Similar episodes in the recent past have highlighted the systematic denial of basic and constitutional rights to the people of these marginalized regions. Discrimination in the distribution of resources and benefits among provinces has been a recurring issue, prompting one resident of Pakistan-controlled Kashmir to lament, "This is not Azad (free) Kashmir. For us, it is 'azab' (weird) Kashmir."

In the recent case, the victims were merely seeking a reduction in the exorbitant prices of wheat and electricity, yet they were met with brutal police action. These protests, ongoing for over a year, have been fueled by grievances ranging from rising inflation to lack of development, often culminating in calls for autonomy.

The heavy-handed response by the authorities, resulting in deaths and severe injuries, has further inflamed tensions and sparked protests in Pakistan-controlled Kashmir. Residents, like Adil Hameed from Muzaffarabad, have expressed a palpable sense of anger and unrest. The principal opposition party, Pakistan Tehreek-e-Insaf (PTI), has rightfully condemned the continuous harassment and violence against peaceful protesters.

Former President of Pakistan, Dr. Arif Alvi, has criticized the Shehbaz Sharif-led government for its reliance on force as the sole solution to all problems, condemning the ongoing injustice against the people of Pakistan-controlled Kashmir and Gilgit-Baltistan.

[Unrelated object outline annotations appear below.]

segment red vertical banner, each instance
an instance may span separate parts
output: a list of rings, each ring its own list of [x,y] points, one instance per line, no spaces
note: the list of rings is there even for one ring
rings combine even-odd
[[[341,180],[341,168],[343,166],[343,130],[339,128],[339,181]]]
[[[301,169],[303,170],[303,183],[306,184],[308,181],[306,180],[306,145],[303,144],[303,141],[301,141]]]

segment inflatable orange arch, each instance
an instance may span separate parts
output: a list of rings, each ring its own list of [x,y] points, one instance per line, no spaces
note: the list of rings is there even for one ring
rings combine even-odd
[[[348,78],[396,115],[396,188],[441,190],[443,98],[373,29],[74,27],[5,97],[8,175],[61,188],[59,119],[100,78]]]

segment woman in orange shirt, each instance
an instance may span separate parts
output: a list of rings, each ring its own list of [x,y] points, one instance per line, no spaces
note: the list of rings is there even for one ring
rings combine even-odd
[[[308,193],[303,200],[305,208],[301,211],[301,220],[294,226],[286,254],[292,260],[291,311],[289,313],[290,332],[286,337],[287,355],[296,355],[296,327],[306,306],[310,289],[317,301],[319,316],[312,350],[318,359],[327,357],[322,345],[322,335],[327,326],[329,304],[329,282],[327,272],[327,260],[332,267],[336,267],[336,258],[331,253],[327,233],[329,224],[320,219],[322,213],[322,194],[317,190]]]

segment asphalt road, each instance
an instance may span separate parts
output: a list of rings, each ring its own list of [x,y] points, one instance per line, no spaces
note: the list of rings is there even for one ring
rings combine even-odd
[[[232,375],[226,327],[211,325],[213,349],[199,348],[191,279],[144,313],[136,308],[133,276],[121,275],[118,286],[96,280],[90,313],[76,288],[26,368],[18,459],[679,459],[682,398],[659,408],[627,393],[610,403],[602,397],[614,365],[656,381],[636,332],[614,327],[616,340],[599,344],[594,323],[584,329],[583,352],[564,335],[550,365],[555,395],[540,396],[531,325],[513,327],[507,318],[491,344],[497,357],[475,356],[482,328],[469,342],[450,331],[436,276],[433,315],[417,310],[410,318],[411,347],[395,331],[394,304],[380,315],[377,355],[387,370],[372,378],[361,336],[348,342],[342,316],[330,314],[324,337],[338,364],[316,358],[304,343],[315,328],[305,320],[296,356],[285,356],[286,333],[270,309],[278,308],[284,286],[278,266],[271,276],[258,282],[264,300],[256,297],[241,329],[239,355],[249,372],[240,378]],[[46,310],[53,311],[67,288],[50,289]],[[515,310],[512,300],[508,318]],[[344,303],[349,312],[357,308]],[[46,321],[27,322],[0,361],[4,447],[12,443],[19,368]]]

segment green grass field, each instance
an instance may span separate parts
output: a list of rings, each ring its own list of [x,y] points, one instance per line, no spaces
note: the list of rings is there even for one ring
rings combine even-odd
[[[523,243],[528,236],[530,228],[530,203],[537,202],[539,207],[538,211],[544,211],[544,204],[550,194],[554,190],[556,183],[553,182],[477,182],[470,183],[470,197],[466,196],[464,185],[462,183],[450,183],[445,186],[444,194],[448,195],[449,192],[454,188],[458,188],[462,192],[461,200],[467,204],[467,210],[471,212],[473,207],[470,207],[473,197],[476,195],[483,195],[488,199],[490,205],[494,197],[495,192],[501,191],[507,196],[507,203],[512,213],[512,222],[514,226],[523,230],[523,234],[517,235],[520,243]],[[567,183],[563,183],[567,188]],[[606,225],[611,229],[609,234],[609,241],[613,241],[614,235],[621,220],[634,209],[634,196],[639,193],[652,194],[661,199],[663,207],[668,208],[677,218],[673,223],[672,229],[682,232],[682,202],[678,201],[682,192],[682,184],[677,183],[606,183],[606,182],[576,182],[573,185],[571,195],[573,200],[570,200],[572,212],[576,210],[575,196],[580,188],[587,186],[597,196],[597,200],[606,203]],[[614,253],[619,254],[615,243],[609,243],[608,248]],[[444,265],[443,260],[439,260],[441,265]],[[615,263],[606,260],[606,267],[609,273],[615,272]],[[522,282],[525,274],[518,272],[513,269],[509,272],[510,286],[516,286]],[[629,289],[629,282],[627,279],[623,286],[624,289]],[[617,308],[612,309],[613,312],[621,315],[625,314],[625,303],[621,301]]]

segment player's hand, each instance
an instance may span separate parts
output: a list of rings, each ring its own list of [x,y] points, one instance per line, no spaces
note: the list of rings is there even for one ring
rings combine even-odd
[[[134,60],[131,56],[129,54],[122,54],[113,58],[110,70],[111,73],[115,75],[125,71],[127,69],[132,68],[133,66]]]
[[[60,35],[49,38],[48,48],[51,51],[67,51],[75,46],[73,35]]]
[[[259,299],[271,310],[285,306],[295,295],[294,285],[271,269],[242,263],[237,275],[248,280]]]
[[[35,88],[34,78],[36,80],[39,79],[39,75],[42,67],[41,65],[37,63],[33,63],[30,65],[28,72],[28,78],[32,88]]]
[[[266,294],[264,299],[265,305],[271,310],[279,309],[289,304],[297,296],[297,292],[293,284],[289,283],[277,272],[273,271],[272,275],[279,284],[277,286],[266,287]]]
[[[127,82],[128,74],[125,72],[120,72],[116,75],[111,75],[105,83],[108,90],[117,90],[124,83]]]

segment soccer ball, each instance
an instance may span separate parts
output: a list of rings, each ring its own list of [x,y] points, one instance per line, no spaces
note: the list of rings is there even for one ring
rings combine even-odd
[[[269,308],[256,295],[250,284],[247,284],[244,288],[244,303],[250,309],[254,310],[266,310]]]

According to Sohail Akhtar, a visiting faculty at the National Defence University in Islamabad, successive governments have consistently overlooked the rights of people in these regions, opting instead to fuel anti-India campaigns or suppress dissent through force.

Locals have voiced their discontent through persistent protests, even enduring harsh winter conditions. As one Kashmiri, Fatima Dar, poignantly stated, "No wheat, No electricity, No Rights; Testament to the oppressed and deprived life they are living in so-called Azad Kashmir!"

The simmering anger reached a crescendo in October 2023, fueled by disparities in electricity charges and taxes compared to wealthier provinces like Punjab and Sindh. The mainstream media has strongly criticized the government's discriminatory policies and inaction, calling for immediate attention to the people's plight and constructive dialogue as a means of resolution.

Meanwhile, the people of Kashmir and Gilgit-Baltistan continue to grapple with a myriad of issues including unemployment, poor infrastructure, lack of access to clean water, exorbitant energy bills, and high food inflation. Instead of addressing these pressing concerns, the Islamabad government has consistently responded with retaliatory actions, as evidenced by the use of batons and tear gas shells against teachers and pensioners in Kashmir in 2021.

Furthermore, the allocation of lands to non-locals has only exacerbated the insecurity of the indigenous population, with Abdul Hamid Khan, Chairman of the Balawaristan National Front, highlighting the Pakistani administration's attempts to alter the demographic profile of Pakistan-occupied Gilgit Baltistan, thereby reducing indigenous people to a minority.